According to a senior Armenian military official, it was Azerbaijan that had sought a ceasefire several days after renewing hostilities in Nagorno-Karabakh early this month.
The ceasefire agreed between the chiefs of the general staffs of the armed forces of Armenia and Azerbaijan in Moscow on April 5 put an end to the worst escalation of violence in the conflict zone since the 1994 truce.
Speaking to RFE/RL’s Armenian Service, deputy chief of the General Staff of Armenia’s Armed Forces Lieutenant-General Movses Hakobyan said: “This time we should also state that it is the Armenian soldier who again forced the enemy to cease fire.”

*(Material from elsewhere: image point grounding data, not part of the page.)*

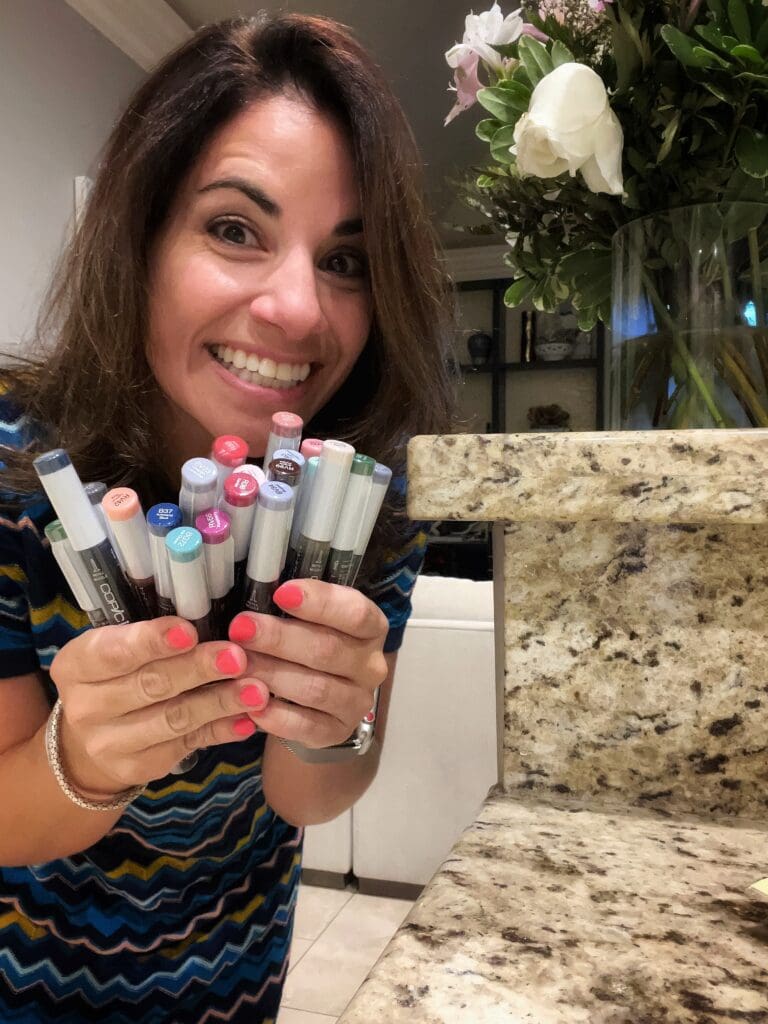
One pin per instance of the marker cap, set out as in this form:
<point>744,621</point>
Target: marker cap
<point>184,544</point>
<point>121,504</point>
<point>199,475</point>
<point>228,450</point>
<point>213,526</point>
<point>311,446</point>
<point>241,489</point>
<point>162,518</point>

Hakobyan, who in the past also served as Nagorno-Karabakh’s defense chief, said that he believed Azerbaijan would “draw conclusions” from its actions. “If it tries to solve the Nagorno-Karabakh conflict this way again, the response will be much tougher,” he said.
According to the senior military official, the Armenian intelligence had the relevant data on the Azerbaijani aggressive plans: “But the border of the Nagorno-Karabakh Republic is quite long and it was, of course, difficult to predict at what time and where the attacks would be launched.”
According to Nagorno-Karabakh’s Defense Ministry, 62 Armenian soldiers were killed in action and more than 120 were wounded in clashes with Azerbaijani forces. The fate of one Armenian soldier reportedly remained unclear as of Monday afternoon.